Everything about this spring for the Orioles, and more likely everything about the Orioles for years to come, has been about young talent — the acquisition of it, and the development of it.
All the while, a pair of veterans with eight years of big league service time apiece — designated hitter Mark Trumbo and right-hander Andrew Cashner — hit important benchmarks on their paths to Opening Day in the Orioles' 6-4 Grapefruit League win over the Toronto Blue Jays at Ed Smith Stadium on Wednesday.
Trumbo, who had knee surgery in September, appeared in his first spring training game and grounded out twice while reporting no discomfort after running down the first base line. And Cashner, for the second straight outing, flirted with a soft cap of 30 pitches in an inning and pitched into the fourth, just as his schedule for this time of year would dictate.
Neither is participating in any of the hotly contested camp battles, and it's been nearly a decade since either populated a top prospects list.

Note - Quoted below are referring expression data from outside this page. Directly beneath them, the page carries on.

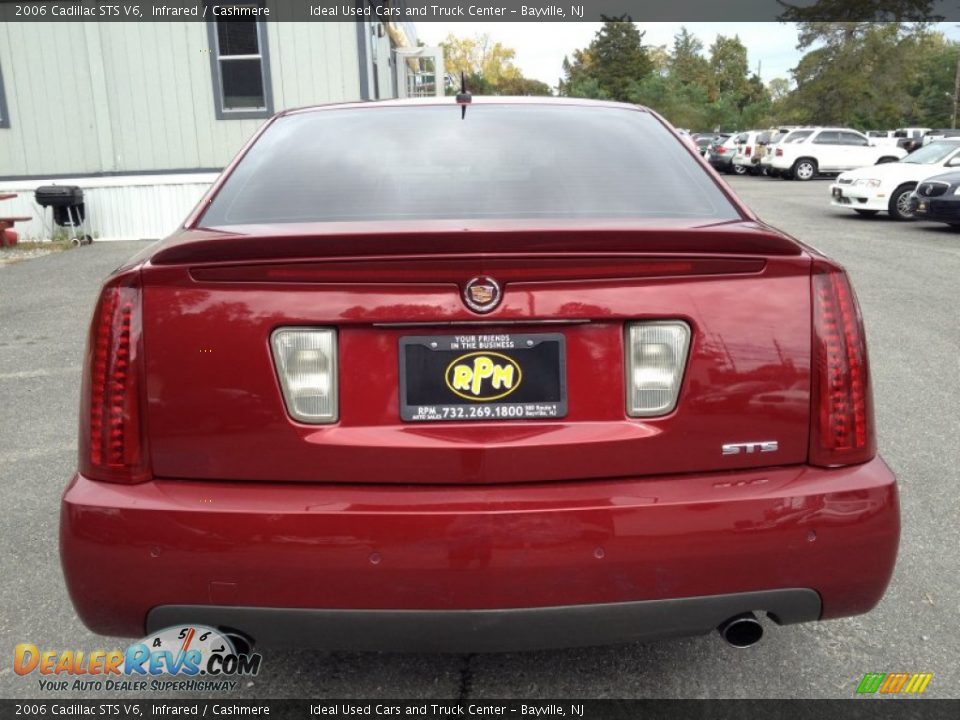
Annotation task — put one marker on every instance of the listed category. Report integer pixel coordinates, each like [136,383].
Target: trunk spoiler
[344,240]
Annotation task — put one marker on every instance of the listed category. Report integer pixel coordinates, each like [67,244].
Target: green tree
[868,75]
[488,66]
[687,63]
[614,63]
[728,60]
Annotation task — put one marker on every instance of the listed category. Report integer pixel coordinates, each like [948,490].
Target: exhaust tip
[741,631]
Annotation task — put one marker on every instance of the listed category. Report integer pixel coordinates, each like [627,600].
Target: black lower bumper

But they're just as important to the 2019 Orioles as anyone else, and days like Wednesday mattered for each.
"It's been a lot of work put in to kind of get out there — months and months of effort all leading up to it," Trumbo said. "It wasn't a great day at the plate, but it was rewarding. I think it feels pretty good. I got to run down the line. I was kind of hoping to put the ball in play. I don't really care if I got a hit or not. I was trying to stress it a little bit, and it feels normal. That's a good sign."
“He felt good,” manager Brandon Hyde said. “That’s good news.”
Trumbo noted that it wasn't emotional for him as much as he was happy for the training staff, including head athletic trainer Brian Ebel and rehabilitation coordinator Kyle Corrick, who couldn't hide their own excitement for him.
Now, it's a race against the clock to get enough at-bats to feel ready for Opening Day on March 28 in New York against the Yankees.
"I've tested it enough to know that it's solid, so I'm not really very worried until something pops up," Trumbo said. "But it feels normal. It feels strong. Now, it's just kind of getting as many at-bats as I can. ... I've tested it enough to know that it's solid, so I'm not really very worried until something pops up. But it feels normal. It feels strong. Now, it's just kind of getting as many at-bats as I can."
Cashner tries again
Last time out against the Boston Red Sox on March 8, Cashner had a clean first inning but ran into two-out trouble and couldn't finish the second before hitting that 30-pitch soft cap.
That repeated itself in a three-run second inning Wednesday, which featured a walk, a pair of soft singles and a well-hit double before Cashner was able to strike out Dalton Pompey and pitch into the fourth inning.
He ended up leaving the last out of the fourth to Yefry Ramirez, allowing three runs on five hits with a pair of walks and four strikeouts.
"I thought I looked good," Cashner said. "I thought my fastball was down in the zone. I'd have maybe liked to work on my curveball a little bit more, but I thought my changeups were down. There were a few pitches that I might have done a little bit differently in the season, but overall, the results were what I want.”
Said Hyde: “I wanted to try to extend him as long as we could, and I was hoping that inning wasn’t going to go any further. We talked a little bit about it. I thought he had really good stuff. He threw the ball well. Just some mistimed walks. You walk guys that you shouldn’t walk, you have the potential to open up a big inning. That three-run inning was a walk, a two-out walk to [Cavan] Biggio which allows their big boys to come up, and at the end of the game those guys hit one more time. It’s making quality pitches when you need to, and he did a nice job getting out of the inning.
“He showed really, really good stuff. I know he’s really happy with his slider today. It’s a positive outing, but just from a general standpoint with our pitchers, to be able to eliminate walks and eliminate innings is going to be big for us.”
Same guys every time
Hitting in Orioles camp has been extreme: either someone is on fire or can't buy a hit. Many of the run-producers in Wednesday's win were the usual standouts.
Infielder Drew Jackson had an RBI single to bring his average to .375 on a 1-for-3 day, and right fielder Joey Rickard had a two-run single in the sixth inning to climb to .367.
The pesky Orioles reserves reversed a 5-4 deficit in the eighth inning with a bases-loaded walk by Christopher Bostick, a scorched line-drive sacrifice fly by JC Escarra, and a single by Stevie Wilkerson.